As a Linux administrator or advanced user, mastering file management in whatever Linux operating system distribution you are using is paramount. File management is a core aspect of Linux operating system administration and without it, we would not be able to embrace file-related features like file encryption, file user management, file compliance, file updates & maintenance, and file lifecycle management.
In this article, we will look at an important aspect of Linux file management which is splitting large files into parts at given line numbers. If the objective of this article was just to split a large file into manageable small files without considering file line numbers, then all we would need is the convenience of the split command.
Sample Reference File
For this tutorial to make sense we will introduce a sample text file to act as the large file we wish to split from given line numbers. Create a sample text file and populate it as demonstrated.
$ sudo nano sample_file.txt
Open this file with cat command to note its associated line numbers:
$ cat -n sample_text.txt
As you have noted, the above file has 1 to 20 line numbers. Now let’s say we want to split this file into 4 parts at line numbers 5, 11, and 17.
We would result with the following files:
- file_1 containing lines 1 to 5 of sample_file.txt.
- file_2 containing lines 6 to 11 of sample_file.txt.
- file_3 containing lines 12 to 17 of sample_file.txt.
- file_4 containing lines 18 to 20 of sample_file.txt.

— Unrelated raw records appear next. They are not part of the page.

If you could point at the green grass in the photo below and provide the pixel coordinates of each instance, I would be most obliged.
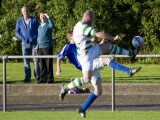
(149, 73)
(91, 115)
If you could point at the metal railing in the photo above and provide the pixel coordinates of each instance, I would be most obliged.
(5, 58)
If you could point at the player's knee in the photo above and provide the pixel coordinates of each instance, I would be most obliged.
(98, 92)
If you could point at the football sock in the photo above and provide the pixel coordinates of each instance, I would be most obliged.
(75, 83)
(119, 67)
(119, 51)
(89, 101)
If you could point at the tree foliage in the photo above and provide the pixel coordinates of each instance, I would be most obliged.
(125, 17)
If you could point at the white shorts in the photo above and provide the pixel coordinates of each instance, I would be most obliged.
(87, 60)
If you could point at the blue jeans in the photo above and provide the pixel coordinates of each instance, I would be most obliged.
(28, 49)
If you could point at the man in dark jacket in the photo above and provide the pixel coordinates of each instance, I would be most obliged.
(27, 32)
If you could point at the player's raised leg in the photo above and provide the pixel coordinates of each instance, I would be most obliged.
(116, 66)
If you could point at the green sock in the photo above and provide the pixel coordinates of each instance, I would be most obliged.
(75, 83)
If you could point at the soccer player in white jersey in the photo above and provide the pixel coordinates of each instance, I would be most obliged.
(87, 53)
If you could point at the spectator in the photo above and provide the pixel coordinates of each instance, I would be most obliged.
(44, 47)
(27, 32)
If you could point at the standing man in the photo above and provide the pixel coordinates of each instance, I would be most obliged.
(27, 32)
(45, 47)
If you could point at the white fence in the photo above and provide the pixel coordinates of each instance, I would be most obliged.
(5, 58)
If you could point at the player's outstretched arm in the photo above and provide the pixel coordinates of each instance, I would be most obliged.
(107, 36)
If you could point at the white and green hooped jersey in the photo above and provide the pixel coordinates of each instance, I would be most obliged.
(82, 33)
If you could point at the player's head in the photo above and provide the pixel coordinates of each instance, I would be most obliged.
(25, 11)
(70, 37)
(43, 18)
(88, 17)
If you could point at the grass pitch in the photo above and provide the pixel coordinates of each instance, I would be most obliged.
(148, 74)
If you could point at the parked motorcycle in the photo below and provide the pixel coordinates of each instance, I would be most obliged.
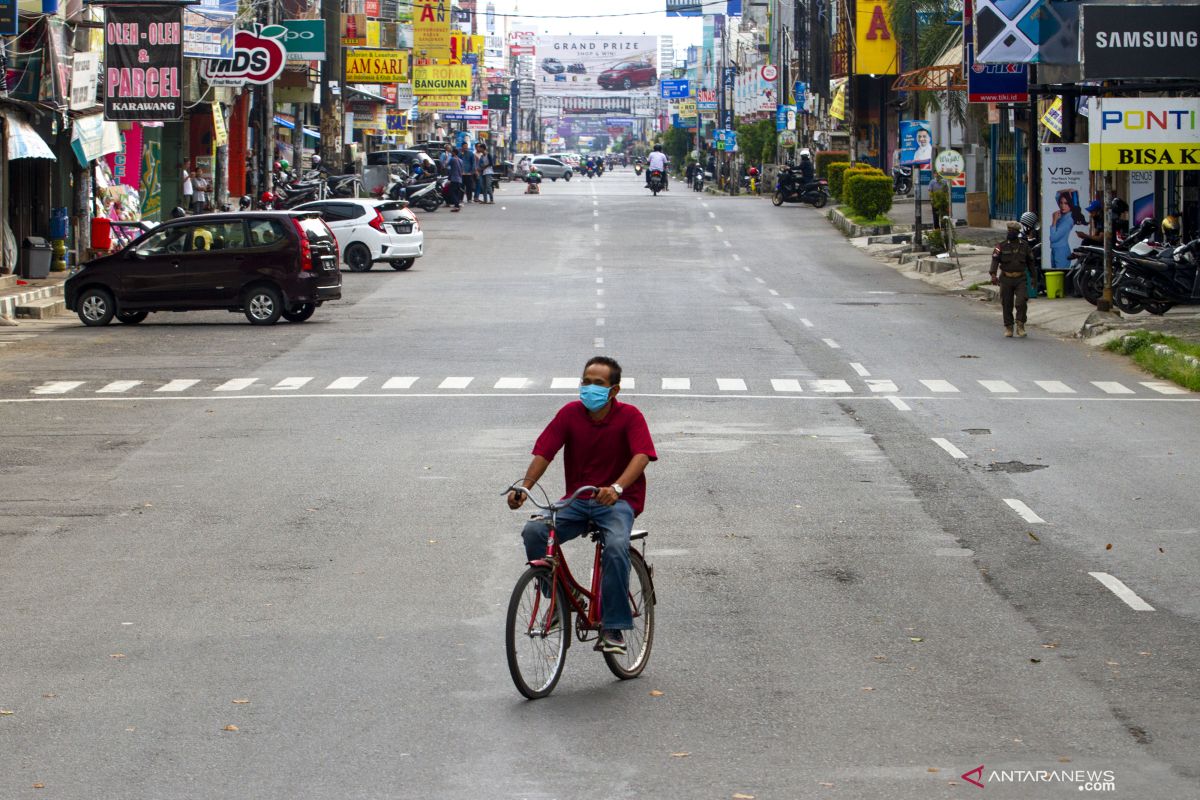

Now that we have understood our problem statement, it’s time to look at the methodologies needed for a viable solution.
1. Using head and tail Commands
The effectiveness of combining these two commands to split a large file into parts from provided line numbers requires the inclusion of the -n
option as part of its command execution.
To extract line numbers 6 to 11, we will execute the following command.
$ tail -n +3 sample_file.txt | head -n $(( 11-6+1 ))
To save this output to file_2.txt:
$ tail -n +6 sample_file.txt | head -n $((11-6+1)) > file_2.txt $ cat file_2.txt
2. Using sed Command
Since the sed command supports two given address ranges, we can extract lines 12 to 17 in the following manner.
$ sed -n '12,17p; 18q' sample_file.txt
We can modify the command to save the above output to file_3.txt.
$ sed -n '12,17p; 18q' sample_file.txt > file_3.txt $ cat file_3.txt
3. Using awk Command
The awk command supports numerous features like redirection, loops, and arrays. Therefore, we can use it to create all the needed files parts (file_1.txt, file_2.txt, file_3.txt, and file_4.txt) from a large file (sample_file.txt) with one single command phrase as demonstrated below.
The awk command is provided with the key line numbers (5, 11, and 17) needed in splitting sample_file.txt into four parts (file_1.txt, file_2.txt, file_3.txt, and file_4.txt).
$ awk -v nums="5 11 17" ' BEGIN { c=split(nums,b) for(i=1; i<=c; i++) a[b[i]] j=1; out = "file_1.txt" } { print > out } NR in a { close(out) out = "file_" ++j ".txt" }' sample_file.txt
The outcome of executing the above awk command is evident in the following screen capture.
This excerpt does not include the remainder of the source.